Of all the ethnic foods commonly consumed, Chinese, Italian, and Mexican are some of the most popular though tailored to American tastes. That being said, not every person gets a chance to try out Ethiopian. Ethiopian cuisine is novel to me as it was my first time in trying it so I was excited for the opportunity.
Vegetarian Combo – various dishes such as humus fit fit, and azifa, beets, salad, etc arranged on Injera bread
Injera bread – spongy flatbread essential in Ethiopian cuisine
Traditionally, the tools in eating injera bread is with the fingers. This concept is different from we are used to in the west.

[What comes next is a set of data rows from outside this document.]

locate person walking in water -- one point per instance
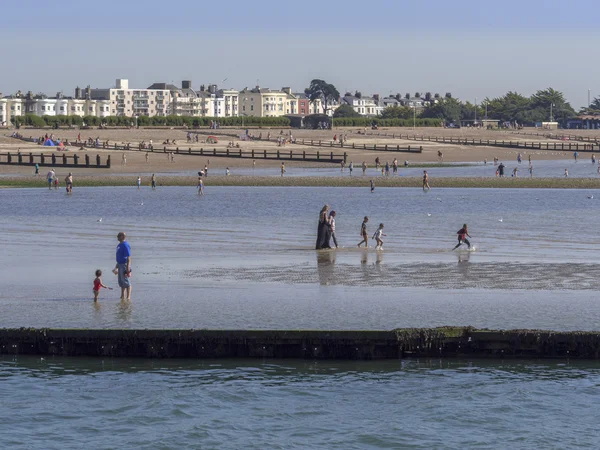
(123, 267)
(332, 226)
(98, 284)
(377, 236)
(200, 184)
(364, 234)
(462, 237)
(426, 181)
(323, 230)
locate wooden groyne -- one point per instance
(447, 342)
(592, 146)
(53, 160)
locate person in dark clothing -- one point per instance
(462, 237)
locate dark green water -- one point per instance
(60, 403)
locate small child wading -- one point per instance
(377, 237)
(98, 285)
(363, 233)
(462, 233)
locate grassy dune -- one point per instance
(346, 181)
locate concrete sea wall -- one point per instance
(351, 345)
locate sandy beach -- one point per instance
(159, 162)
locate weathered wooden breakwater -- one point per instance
(54, 160)
(352, 345)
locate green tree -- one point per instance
(321, 90)
(397, 112)
(447, 109)
(345, 111)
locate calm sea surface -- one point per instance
(245, 258)
(61, 403)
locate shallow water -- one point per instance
(415, 404)
(243, 258)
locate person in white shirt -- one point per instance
(332, 226)
(377, 237)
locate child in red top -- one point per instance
(98, 284)
(462, 233)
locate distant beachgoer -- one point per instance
(123, 266)
(377, 236)
(98, 284)
(364, 234)
(200, 184)
(50, 176)
(323, 230)
(501, 170)
(332, 215)
(462, 237)
(69, 182)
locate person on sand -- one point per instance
(323, 230)
(364, 234)
(50, 176)
(123, 266)
(98, 285)
(377, 237)
(462, 234)
(200, 184)
(332, 215)
(69, 183)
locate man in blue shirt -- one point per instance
(123, 267)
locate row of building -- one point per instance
(163, 99)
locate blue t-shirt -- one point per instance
(123, 251)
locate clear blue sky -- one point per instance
(470, 48)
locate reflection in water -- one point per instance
(326, 266)
(124, 310)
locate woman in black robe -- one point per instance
(323, 230)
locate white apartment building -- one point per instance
(365, 106)
(134, 102)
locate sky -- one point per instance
(472, 49)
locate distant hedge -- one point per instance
(369, 121)
(145, 121)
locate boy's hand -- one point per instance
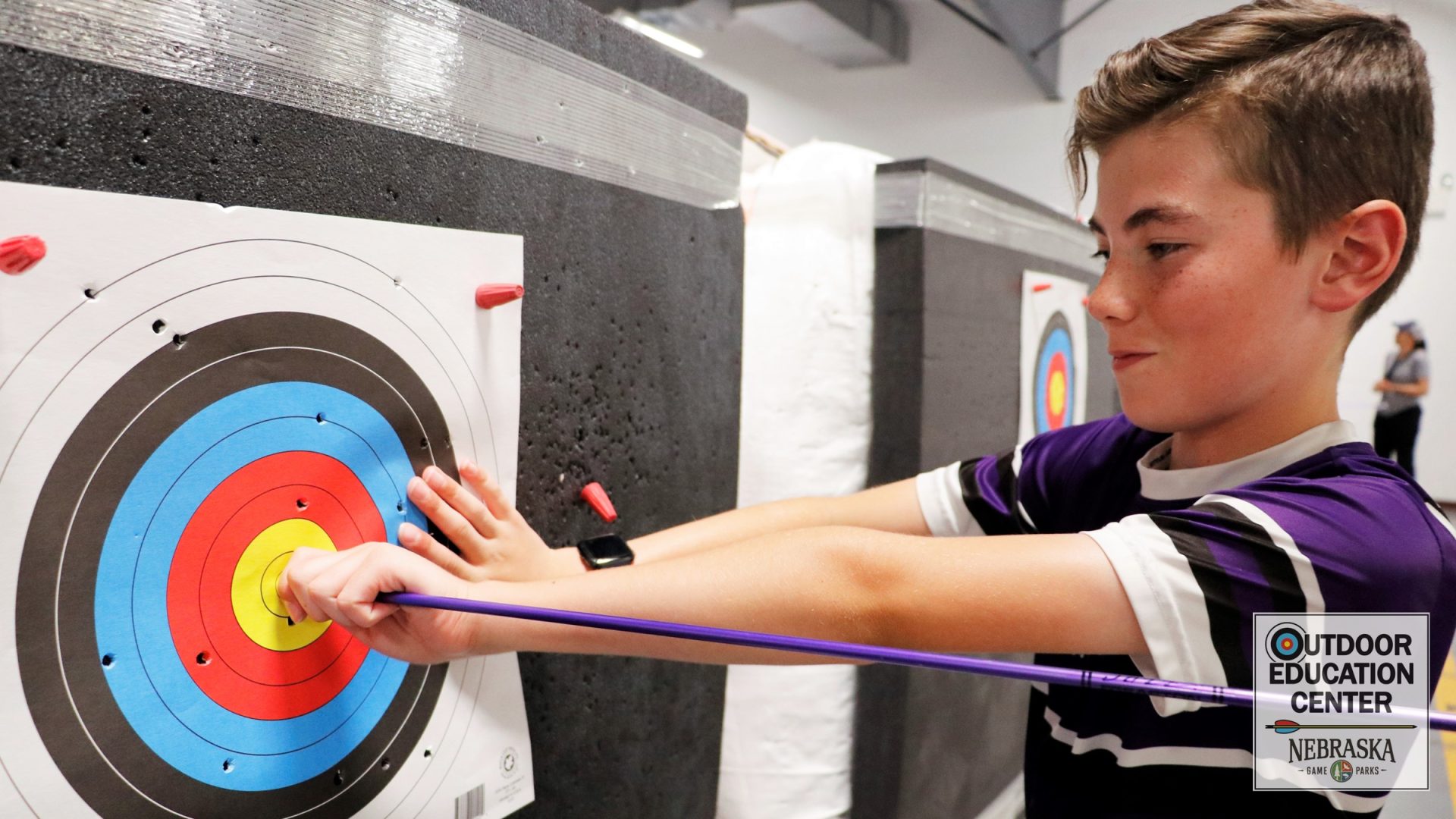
(495, 542)
(341, 586)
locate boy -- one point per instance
(1261, 183)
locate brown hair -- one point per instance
(1323, 105)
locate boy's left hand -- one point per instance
(495, 542)
(343, 588)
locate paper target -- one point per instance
(1052, 387)
(1053, 353)
(177, 422)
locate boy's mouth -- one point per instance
(1123, 359)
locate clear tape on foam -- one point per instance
(922, 199)
(427, 67)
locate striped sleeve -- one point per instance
(1196, 577)
(974, 497)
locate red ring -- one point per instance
(251, 661)
(234, 513)
(1057, 365)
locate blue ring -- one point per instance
(153, 689)
(1057, 341)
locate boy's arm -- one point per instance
(892, 507)
(1008, 594)
(497, 542)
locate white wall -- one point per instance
(965, 101)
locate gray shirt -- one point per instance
(1404, 371)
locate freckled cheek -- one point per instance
(1209, 325)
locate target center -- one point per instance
(1059, 392)
(268, 586)
(259, 613)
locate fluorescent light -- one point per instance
(674, 42)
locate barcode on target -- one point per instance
(472, 803)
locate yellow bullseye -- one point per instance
(1057, 392)
(256, 607)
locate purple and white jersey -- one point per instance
(1318, 523)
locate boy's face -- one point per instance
(1204, 311)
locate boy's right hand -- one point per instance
(495, 542)
(343, 588)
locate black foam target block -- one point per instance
(629, 349)
(946, 387)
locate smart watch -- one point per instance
(604, 551)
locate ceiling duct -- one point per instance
(682, 15)
(849, 34)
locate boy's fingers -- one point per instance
(450, 522)
(293, 585)
(327, 586)
(460, 500)
(488, 488)
(419, 541)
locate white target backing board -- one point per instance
(1053, 353)
(187, 394)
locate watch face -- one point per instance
(606, 550)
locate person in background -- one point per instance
(1407, 379)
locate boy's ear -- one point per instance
(1366, 246)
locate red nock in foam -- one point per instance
(598, 497)
(20, 254)
(490, 297)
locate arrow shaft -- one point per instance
(1050, 675)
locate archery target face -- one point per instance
(1053, 354)
(177, 419)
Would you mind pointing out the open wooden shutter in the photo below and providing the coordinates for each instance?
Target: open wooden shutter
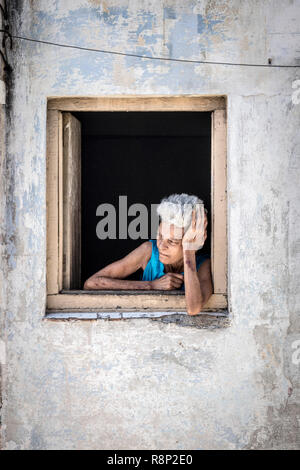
(71, 202)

The Injera bread is to be torn and then be used to grab the stews or sauces before tucking it into the mouth. This promotes camaraderie among people as everyone eats from the same plate. Afterwards, the injera bread holding up the sauces could be eaten itself as it would be soaked up with all the flavors in the end.
Some dips were spicy, which balanced out in the end. None of the spicy sauces exceed my spice tolerance so I was thankful though I think my spice tolerance level is above average in the States at least. I wonder if the same dishes would have a higher spice level in Ethiopia? Overall, the dish was enjoyable.
Filled with onions and meat, the pasties were to be dipped in the spicy sauce. The pasties were the meat to balance out the vegetarian plate I ordered. They weren’t too much for one person so there was room left for more dishes. If I knew how to make them, I would definitely eat them for a quick to go meal.
Overall, eating injera bread itself is filling so I wouldn’t be surprised if the whole meal could cover both lunch and dinner for the day. I would recommend sharing the Ethiopian dining experience especially for dishes with injera bread with some companions. As for the sambusas, I am a bit biased towards meat filled pasties no matter what the origins or variety but I think those would be favorable to the American palate.